Back in the early 90′s, Ethernet was but a young networking pup, battling it out with IBM’s token ring for the emerging ‘office LAN’ market.
As a computer networking instructor for 3Com UK and BICC Data Networks, I had the fun job of giving tech training courses on both of these technologies, as well as for the company’s own products.
Occasionally, our small team would be asked to hold a course overseas.
Being young, single and adventurous I had no problem in volunteering, and so got to see the interior of hotel conference rooms around the globe. Actually, it wasn’t all work; business class air travel was mostly fun and hassle free, the internet was merely a curiosity in business circles (this was pre Windows 3.1, as I recall it), international pagers were a luxury, and faxes from HQ were left waiting for you under the hotel door (along with the morning newspaper).
And that’s where a handheld ‘port modem’ from a company trading as ‘Datatronics’ changed my way of working.
The device in the photo is their Discovery 2400P port modem.

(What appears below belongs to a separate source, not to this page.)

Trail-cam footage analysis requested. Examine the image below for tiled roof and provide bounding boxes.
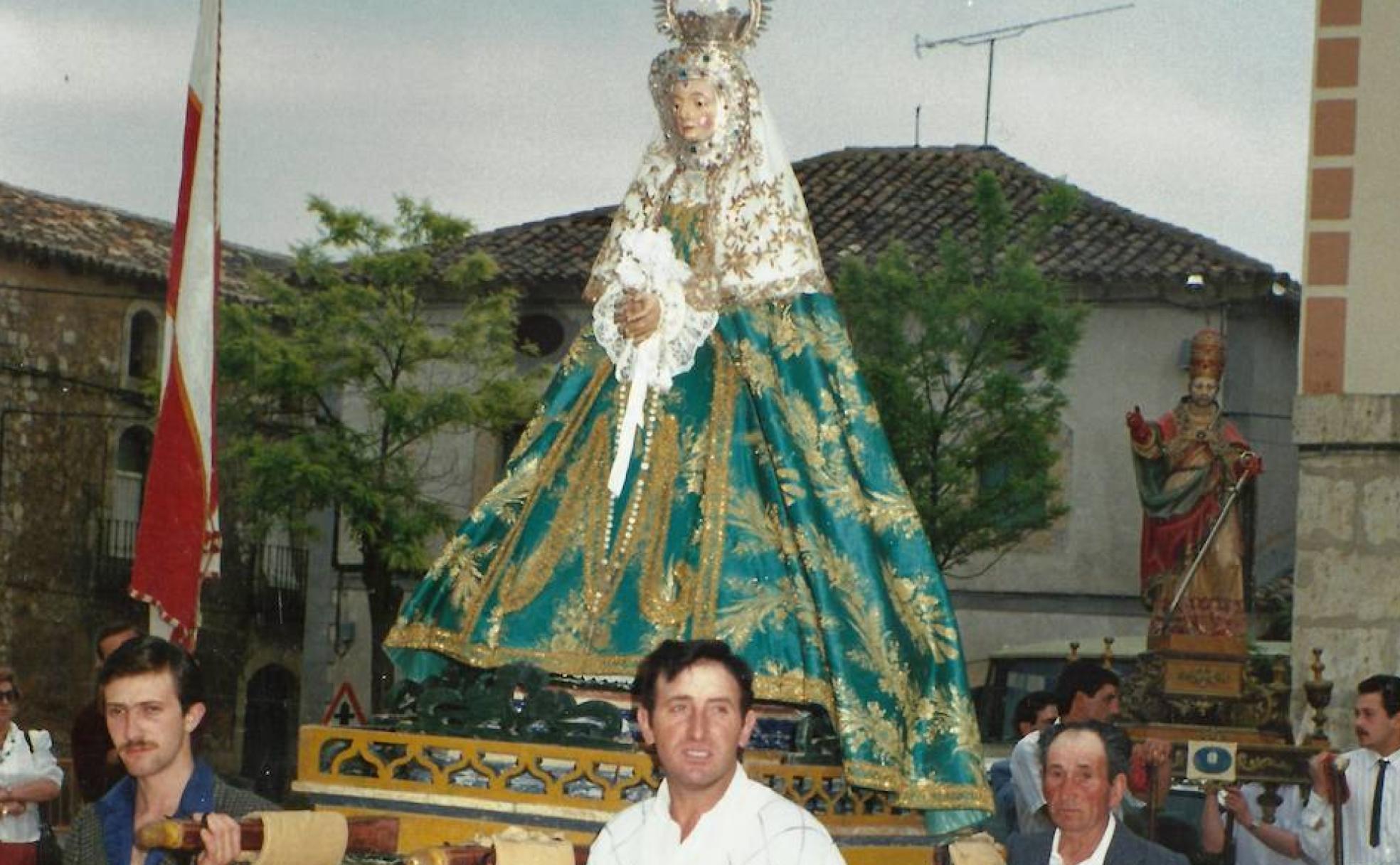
[0,176,290,291]
[467,147,1287,291]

Here’s the techie feature list in action
This state-of-the-art modem delivered 2400 bps connectivity between my Compaq laptop and the company’s email server in the UK. Getting connected was the biggest issue as the modem-to-modem asynchronous communications protocols were quite unforgiving of line errors.
And there were many of those on an international line between Asia and Europe in those days. I can remember having the modem dial ten or more times before a connection was established, and even then the negotiation between server and mail client would often fail or time out.
Another problem was being able to even dial out from the hotel room phone socket, through its PBX system. Often the phone socket was inconveniently hidden behind a bedside drawer, or directly below the bed’s headboard. Once found, the next hassle was that my async RJ-11 cable either wouldn’t reach it, or the socket connector was of the wrong type. Carrying a box of international socket connectors and a modem breakout box became a road warrior’s lifeline.
Once connected, there was only a text-based email client protocol – no attachment or, heaven forbid, attachment files.
Those 2400 benefits per second
Despite these annoyances this portable modem became a real boon on my travels.
Now I could write a trip report and send it to my manager(s), get a reply overnight, and also keep in touch with some of the important training department projects. There was no need for expensive international faxes, where the risk of sending company confidential information was high.
I had become independent of the company’s HQ LAN network yet able to reach it when required. Admittedly, speed was not impressive but 2400 bits per second really did seem like the same in benefits gained.
Business trip communications for this globetrotting technical instructor was to change forever.
I’ve kept this modem all these years to remind me that what a product enables is far more important than how it actually performs.
B2B technology marketing rarely gets simpler than that.